# theres something wrong with my 2000 maxima.



## pathfound1 (Apr 8, 2004)

recently the car has been acting a little weird. Once in a while after starting the car and driving for a few mins it suddenly starts to shake. the engine start to shake and it shakes like crazy when it is on drive and the engine sounds rough. But it doesn;t last long and goes away in the next couple mins or so. Is it because of the cold weather? it needs to warm up better? cauyse whenever i warm it up all the way and then drive the engine feels perfect, accelerates fine and just feels great..but there are certain days it drives rough. now my check engine light is on too and my car does smell like a rotten egg when i do drive it but my mechani and others have told me that whenever u drive the car fast that the smell occurs. But i think my cat converter is gone and i'm afraid to take it to nissan because they will just say that, that isn';t the problem and just fix something else. Does anyone also know any trust worthy nissan dealerships in the bergen county area that are honest? Also does anyone know of any good places in bergen county to go and tint my windows? 
thanks


----------



## LatinMax (Feb 23, 2003)

pathfound1 said:


> recently the car has been acting a little weird. Once in a while after starting the car and driving for a few mins it suddenly starts to shake. the engine start to shake and it shakes like crazy when it is on drive and the engine sounds rough. But it doesn;t last long and goes away in the next couple mins or so. Is it because of the cold weather? it needs to warm up better? cauyse whenever i warm it up all the way and then drive the engine feels perfect, accelerates fine and just feels great..but there are certain days it drives rough. now my check engine light is on too and my car does smell like a rotten egg when i do drive it but my mechani and others have told me that whenever u drive the car fast that the smell occurs. But i think my cat converter is gone and i'm afraid to take it to nissan because they will just say that, that isn';t the problem and just fix something else. Does anyone also know any trust worthy nissan dealerships in the bergen county area that are honest? Also does anyone know of any good places in bergen county to go and tint my windows?
> thanks


You might want to post in the region area for your area.
Also if you have a Auto Zone in your area they will pull the engine codes for you. Then we might be able to help you a little more.


----------



## am3rican (Feb 26, 2005)

pathfound1 said:


> recently the car has been acting a little weird. Once in a while after starting the car and driving for a few mins it suddenly starts to shake. the engine start to shake and it shakes like crazy when it is on drive and the engine sounds rough. But it doesn;t last long and goes away in the next couple mins or so. Is it because of the cold weather? it needs to warm up better? cauyse whenever i warm it up all the way and then drive the engine feels perfect, accelerates fine and just feels great..but there are certain days it drives rough. now my check engine light is on too and my car does smell like a rotten egg when i do drive it but my mechani and others have told me that whenever u drive the car fast that the smell occurs. But i think my cat converter is gone and i'm afraid to take it to nissan because they will just say that, that isn';t the problem and just fix something else. Does anyone also know any trust worthy nissan dealerships in the bergen county area that are honest? Also does anyone know of any good places in bergen county to go and tint my windows?
> thanks


there is no such thing as a trustworthy dealership. they are all out to make money. being that we both live in jersey, i would just say to take it to Autozone. they'll read the code for free and in 2-3 minutes. Once you get the code, do some research. sounds like the problems you are having are pretty common though, unfortunately


----------



## blu8 (Apr 5, 2005)

*ENGINE SHAKES..HIGH RPMS - NEED HELP*



LatinMax said:


> You might want to post in the region area for your area.
> Also if you have a Auto Zone in your area they will pull the engine codes for you. Then we might be able to help you a little more.

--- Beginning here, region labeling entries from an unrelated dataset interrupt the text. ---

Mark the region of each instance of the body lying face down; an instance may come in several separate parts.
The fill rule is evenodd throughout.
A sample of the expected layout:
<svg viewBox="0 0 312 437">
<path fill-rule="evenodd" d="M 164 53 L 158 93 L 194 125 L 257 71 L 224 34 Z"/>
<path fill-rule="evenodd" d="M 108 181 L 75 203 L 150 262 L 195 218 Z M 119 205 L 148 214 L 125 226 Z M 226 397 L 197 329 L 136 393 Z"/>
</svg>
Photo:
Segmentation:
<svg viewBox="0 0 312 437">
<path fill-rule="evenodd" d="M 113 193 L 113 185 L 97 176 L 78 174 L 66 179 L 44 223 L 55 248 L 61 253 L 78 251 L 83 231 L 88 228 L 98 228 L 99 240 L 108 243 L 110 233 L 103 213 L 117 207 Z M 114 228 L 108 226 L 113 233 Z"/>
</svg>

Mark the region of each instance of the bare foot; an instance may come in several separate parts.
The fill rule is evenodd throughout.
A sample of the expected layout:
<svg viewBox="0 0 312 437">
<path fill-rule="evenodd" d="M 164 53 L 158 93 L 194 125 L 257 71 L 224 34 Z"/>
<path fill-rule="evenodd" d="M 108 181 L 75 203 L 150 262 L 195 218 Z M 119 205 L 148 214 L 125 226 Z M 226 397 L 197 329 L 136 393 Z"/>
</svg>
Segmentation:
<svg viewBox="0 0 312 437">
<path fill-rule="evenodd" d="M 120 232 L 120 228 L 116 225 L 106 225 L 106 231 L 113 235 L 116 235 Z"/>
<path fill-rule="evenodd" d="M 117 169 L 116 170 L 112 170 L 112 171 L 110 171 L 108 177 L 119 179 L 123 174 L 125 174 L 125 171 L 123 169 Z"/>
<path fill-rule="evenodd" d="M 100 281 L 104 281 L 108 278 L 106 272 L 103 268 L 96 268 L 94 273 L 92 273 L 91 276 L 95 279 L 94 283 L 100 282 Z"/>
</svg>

I am experiencing some problems with my maxima. It is a 95, automatic and recently got into a bad accident. I spent THOUSANDS to get it fixed and now I am seeing some problems. I had my engine light on and had to pay someone $80 to get the code (AutoZone said they only do readings on 96 and up). The guy said the code was for the cold air converter? Anyways, the problems I am experiencing is the engine is shaking, extremely high rpm's, and loss of power. Can anyone help me please before spending even more $$ on this car.


----------